California's Chaotic COVID Vaccine Rollout Lurches Forward
FREMONT (KPIX) -- California's many efforts to get its vaccine supply into those who need it most is finally starting to accelerate a bit. One of them got rolling Saturday at a senior living facility in Fremont.
It was a long-awaited moment for about 240 residents and staff members at Aegis Assisted Living. Their first dose of the Pfizer vaccine arrived Saturday.
"We're obviously pretty excited to have the vaccinations going on," said Dave Pepper, Aegis Fremont general manager.
"Our home office had contracted with CVS months out," he added. "So we're the first ones to get it rolling in Alameda County."
This kind of on-site vaccination effort through a pharmacy partner is just one of the ways California is delivering the vaccine. The state's effort is scattered across some 2,500 vaccine distribution partners, large and small. That many moving parts is another reason it is taking so long to get up to speed.
"The process is not as simple as we think it is," said Stanford's Dr. Bonnie Maldonado. "It's not just a matter of coming to existing clinics. We're layering on a brand new vaccine with brand new instructions."
Maldonado says deployment is complicated, expensive and the kind of thing that takes preparation.
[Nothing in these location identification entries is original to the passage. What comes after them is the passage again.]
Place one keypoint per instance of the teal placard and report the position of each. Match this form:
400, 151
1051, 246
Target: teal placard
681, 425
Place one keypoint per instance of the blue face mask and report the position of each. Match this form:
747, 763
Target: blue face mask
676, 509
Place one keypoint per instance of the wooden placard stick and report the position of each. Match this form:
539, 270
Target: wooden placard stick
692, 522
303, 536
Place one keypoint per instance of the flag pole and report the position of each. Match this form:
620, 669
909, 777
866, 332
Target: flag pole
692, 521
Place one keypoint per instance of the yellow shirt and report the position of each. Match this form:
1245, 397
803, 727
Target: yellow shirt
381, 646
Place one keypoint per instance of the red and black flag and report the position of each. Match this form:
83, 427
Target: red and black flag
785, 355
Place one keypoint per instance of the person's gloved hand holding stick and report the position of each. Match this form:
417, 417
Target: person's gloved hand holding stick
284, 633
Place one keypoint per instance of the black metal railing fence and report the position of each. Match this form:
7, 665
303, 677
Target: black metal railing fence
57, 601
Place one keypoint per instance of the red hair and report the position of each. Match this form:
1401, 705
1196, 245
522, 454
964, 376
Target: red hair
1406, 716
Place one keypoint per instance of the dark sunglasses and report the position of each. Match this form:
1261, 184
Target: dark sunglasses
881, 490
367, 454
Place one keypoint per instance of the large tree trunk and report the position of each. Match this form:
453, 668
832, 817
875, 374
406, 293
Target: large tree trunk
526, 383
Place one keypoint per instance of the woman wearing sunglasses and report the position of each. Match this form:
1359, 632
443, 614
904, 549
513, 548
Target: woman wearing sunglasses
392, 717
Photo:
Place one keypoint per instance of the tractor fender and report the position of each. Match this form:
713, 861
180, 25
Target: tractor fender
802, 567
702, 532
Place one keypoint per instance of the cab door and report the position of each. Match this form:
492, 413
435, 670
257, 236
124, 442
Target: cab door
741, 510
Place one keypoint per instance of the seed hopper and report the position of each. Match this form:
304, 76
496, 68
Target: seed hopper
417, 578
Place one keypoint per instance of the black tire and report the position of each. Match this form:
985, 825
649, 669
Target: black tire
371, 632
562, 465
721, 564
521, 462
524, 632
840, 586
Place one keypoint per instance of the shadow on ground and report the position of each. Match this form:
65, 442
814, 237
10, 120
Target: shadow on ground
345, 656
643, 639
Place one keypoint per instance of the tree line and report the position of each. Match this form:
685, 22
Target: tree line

"Billions of dollars were spent on developing these vaccines," she says. "Billions of dollars were not spent on implementing vaccine administration rollout so counties and states have been doing vaccination programs with almost no additional resources."
Even with the relatively small amount of vaccine available right now, it can only be injected so fast.
"36,000 shots have been given so far," Contra Costa County Dr. Ori Tzvieli said Friday. "But I want to make it clear that the county is not just sitting on those other 36,000 doses. We have scheduled thousands of people to receive those doses in the coming days and weeks."
Contra Costa County would love to have more vaccine but it too is limited by its own capacity to deliver it. Dr. John Swartzberg of UC Berkeley says the crunch right now is on both supply and logistics.
"I think we will see the logistics getting better and better over the next few months," Swartzberg said. "Maybe a month, two months. By March it should be significantly better."
As the logistics improve, we'll increasingly have another problem: less vaccine than we would like to have. Getting distribution logistics aligned with enough supply might not be achieved until Johnson & Johnson's single-dose vaccine is ready some time in April or May.